Familienministerin Sophie Karmasin bei den Kommunalen Sommergesprächen in Bad Aussee. Foto: event-fotograf.at

Kein zweites verpflichtendes Gratis-Kindergartenjahr

Do, 03.09.2015 - 10:34

Das zweite verpflichtende Gratis-Kindergartenjahr kommt nun - zumindest vorerst - doch nicht nicht. Familienministerin Sophie Karmasin hat von ihren diesbezüglichen Plänen Abstand genommen und will nun jene Eltern, deren vierjährige Kinder nicht in Betreuung sind, zu verpflichtenden Beratungsgesprächen einladen.

Für Gemeindebund-Präsident Helmut Mödlhammer ist der Verzicht auf ein zweites verpflichtendes Gratis-Kindergartenjahr eine gute Nachricht: "Wir haben in diesem Alter bundesweit eine Betreuungsquote von fast 95 Prozent, de facto also ohnehin eine Vollversorgung. Die Besuchspflicht hätte hingegen zur Folge gehabt, dass die Betreuung künftig überall auch gratis angeboten werden muss." Für die Gemeinden in manchen Bundesländern hätte das daher zu zusätzlichen Kosten in Millionenhöhe geführt.

Ermäßigte Beiträge für Vierjährige

Karmasins Ziel, auch das zweite Kindergartenjahr kostenlos zu machen, konnte sie also vorerst nicht ganz verwirklichen. In der Steiermark, Kärnten, Salzburg und Vorarlberg werden aber zumindest ermäßigte Beiträge verlangt.

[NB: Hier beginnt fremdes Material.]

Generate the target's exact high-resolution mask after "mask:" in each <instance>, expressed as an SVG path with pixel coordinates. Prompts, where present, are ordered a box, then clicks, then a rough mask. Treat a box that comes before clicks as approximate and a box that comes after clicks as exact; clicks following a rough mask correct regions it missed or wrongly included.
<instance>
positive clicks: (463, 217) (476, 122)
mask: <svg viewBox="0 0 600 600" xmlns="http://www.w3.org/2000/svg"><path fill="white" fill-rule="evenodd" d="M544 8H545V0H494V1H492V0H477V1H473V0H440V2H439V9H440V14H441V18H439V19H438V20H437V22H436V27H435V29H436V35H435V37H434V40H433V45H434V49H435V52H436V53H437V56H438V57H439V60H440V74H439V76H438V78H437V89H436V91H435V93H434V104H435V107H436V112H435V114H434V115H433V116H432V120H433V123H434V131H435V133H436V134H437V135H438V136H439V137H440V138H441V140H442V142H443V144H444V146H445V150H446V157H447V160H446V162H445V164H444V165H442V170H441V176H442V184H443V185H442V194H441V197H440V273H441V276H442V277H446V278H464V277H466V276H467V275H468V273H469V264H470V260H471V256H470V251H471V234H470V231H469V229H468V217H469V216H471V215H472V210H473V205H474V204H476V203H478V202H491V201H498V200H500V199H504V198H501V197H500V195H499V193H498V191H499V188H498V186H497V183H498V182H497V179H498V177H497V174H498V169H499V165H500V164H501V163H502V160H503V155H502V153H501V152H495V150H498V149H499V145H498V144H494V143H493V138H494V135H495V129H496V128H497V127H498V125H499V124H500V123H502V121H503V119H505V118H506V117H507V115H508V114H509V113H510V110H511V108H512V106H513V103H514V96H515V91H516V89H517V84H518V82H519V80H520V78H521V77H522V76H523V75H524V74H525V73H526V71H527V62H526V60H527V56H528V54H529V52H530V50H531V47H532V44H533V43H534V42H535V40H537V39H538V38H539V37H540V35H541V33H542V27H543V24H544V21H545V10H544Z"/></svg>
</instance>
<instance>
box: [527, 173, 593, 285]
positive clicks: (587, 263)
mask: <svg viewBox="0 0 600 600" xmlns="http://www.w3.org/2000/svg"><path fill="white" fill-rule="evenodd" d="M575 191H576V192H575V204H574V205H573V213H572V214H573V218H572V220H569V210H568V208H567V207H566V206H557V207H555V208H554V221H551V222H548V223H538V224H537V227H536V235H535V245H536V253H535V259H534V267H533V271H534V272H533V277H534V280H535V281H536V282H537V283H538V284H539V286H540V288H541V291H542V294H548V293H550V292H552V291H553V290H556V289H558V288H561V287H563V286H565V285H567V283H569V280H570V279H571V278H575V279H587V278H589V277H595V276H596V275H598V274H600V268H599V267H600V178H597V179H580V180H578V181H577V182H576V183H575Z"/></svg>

Der kostenlose Besuch wurde auf 2018 verschoben.

Diese Maßnahme betrifft rund 4.500 Vierjährige, die derzeit nicht den Kindergarten besuchen. Das entspricht rund sechs Prozent. In allen Bundesländern bis auf Steiermark (91,8%), Wien (88,3%) und Kärnten (87,3%) liegt die Betreuungsquote bereits jetzt über 95 Prozent.

Verlängerung des Bundeszuschusses für Fünfjährige

Seit 2009 gibt es bereits das verpflichtende Gratis-Kindergartenjahr für die Fünfjährigen. Mittels einer Bund-Länder-Vereinbarung wurden jährlich 70 Millionen Euro für diese Maßnahme vom Bund bereit gestellt. Diese Vereinbarung wäre 2015 ausgelaufen. Bereits im Mai verlangten Länder und Gemeinden eine Fortsetzung und Erhöhung der Mittel. Nun konnte Karmasin beim Finanzminister erreichen, drei Mal 70 Millionen Euro freizugeben. Das ist ein Jahr mehr als ursprünglich geplant. Karmasin rechnet damit, die Vereinbarung innerhalb der nächsten zwei Wochen unter Dach und Fach zu bringen. Damit könnte der Vertrag rückwirkend mit 1. September in Kraft treten.

"Das ist immerhin ein zusätzliches Jahr Finanzierung", sagt Mödlhammer. "Wir sind ja zu Recht immer skeptisch, wenn der Bund Dinge einführt und verspricht, sie auch zu finanzieren. Meistens läuft diese Ko-Finanzierung dann recht schnell aus. Jetzt haben wir zumindest ein Jahr länger gewonnen."